I’ve tried to find out what the problem was by compiling with -g -G flags and running cuda-gdb,
resulting in a complete system freeze when entering the kernel scope External Image
Any ideas?
Thanks in advance!
These are my GPU features:
Device 0: "GeForce 9400M"
CUDA Driver Version / Runtime Version 4.0 / 4.0
CUDA Capability Major/Minor version number: 1.1
Total amount of global memory: 254 MBytes (265945088 bytes)

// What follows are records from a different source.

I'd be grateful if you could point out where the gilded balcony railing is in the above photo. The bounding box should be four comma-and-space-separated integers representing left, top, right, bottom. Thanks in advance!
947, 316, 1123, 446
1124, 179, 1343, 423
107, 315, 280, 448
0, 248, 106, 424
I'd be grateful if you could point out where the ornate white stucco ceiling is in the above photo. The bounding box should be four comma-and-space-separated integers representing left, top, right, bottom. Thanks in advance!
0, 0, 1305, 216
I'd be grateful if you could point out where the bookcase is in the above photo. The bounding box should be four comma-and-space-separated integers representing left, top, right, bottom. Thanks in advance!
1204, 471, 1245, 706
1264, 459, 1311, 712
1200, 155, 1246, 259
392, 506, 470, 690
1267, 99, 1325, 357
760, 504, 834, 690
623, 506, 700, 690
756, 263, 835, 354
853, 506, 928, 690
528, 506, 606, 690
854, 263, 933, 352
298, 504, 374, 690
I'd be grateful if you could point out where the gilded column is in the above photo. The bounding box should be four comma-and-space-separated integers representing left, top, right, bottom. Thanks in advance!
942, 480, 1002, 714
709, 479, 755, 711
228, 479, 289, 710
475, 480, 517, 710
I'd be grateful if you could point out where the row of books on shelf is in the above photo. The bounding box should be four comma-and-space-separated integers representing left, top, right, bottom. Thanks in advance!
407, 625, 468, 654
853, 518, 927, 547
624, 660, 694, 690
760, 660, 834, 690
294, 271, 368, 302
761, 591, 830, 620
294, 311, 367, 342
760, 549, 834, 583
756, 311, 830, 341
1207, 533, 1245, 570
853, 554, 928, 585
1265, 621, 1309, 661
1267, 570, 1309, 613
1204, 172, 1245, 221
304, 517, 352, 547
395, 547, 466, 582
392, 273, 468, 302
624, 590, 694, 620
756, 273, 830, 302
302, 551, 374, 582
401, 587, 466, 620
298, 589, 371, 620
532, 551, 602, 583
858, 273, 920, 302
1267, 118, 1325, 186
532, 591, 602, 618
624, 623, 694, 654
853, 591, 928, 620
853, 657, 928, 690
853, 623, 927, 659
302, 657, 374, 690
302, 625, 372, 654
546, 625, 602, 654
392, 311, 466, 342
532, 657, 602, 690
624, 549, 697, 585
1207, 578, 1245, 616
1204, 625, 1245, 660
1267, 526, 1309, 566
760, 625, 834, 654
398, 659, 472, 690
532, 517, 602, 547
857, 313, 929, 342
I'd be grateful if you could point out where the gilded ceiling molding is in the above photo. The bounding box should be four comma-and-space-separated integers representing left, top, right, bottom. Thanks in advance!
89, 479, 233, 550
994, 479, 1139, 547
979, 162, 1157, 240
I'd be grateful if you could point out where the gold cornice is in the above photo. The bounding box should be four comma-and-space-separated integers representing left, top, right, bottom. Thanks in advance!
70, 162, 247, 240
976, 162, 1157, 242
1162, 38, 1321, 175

( 2) Multiprocessors x ( 8) CUDA Cores/MP: 16 CUDA Cores
GPU Clock Speed: 1.10 GHz
Memory Clock rate: 1062.50 Mhz
Memory Bus Width: 128-bit
Max Texture Dimension Size (x,y,z) 1D=(8192), 2D=(65536,32768), 3D=(2048,2048,2048)
Max Layered Texture Size (dim) x layers 1D=(8192) x 512, 2D=(8192,8192) x 512
Total amount of constant memory: 65536 bytes
Total amount of shared memory per block: 16384 bytes
Total number of registers available per block: 8192
Warp size: 32
Maximum number of threads per block: 512
Maximum sizes of each dimension of a block: 512 x 512 x 64
Maximum sizes of each dimension of a grid: 65535 x 65535 x 1
Maximum memory pitch: 2147483647 bytes
Texture alignment: 256 bytes
Concurrent copy and execution: No with 0 copy engine(s)
Run time limit on kernels: Yes
Integrated GPU sharing Host Memory: Yes
Support host page-locked memory mapping: Yes
Concurrent kernel execution: No
Alignment requirement for Surfaces: Yes
Device has ECC support enabled: No
Device is using TCC driver mode: No
Device supports Unified Addressing (UVA): No
Device PCI Bus ID / PCI location ID: 2 / 0
Compute Mode:
< Default (multiple host threads can use ::cudaSetDevice() with device simultaneously) >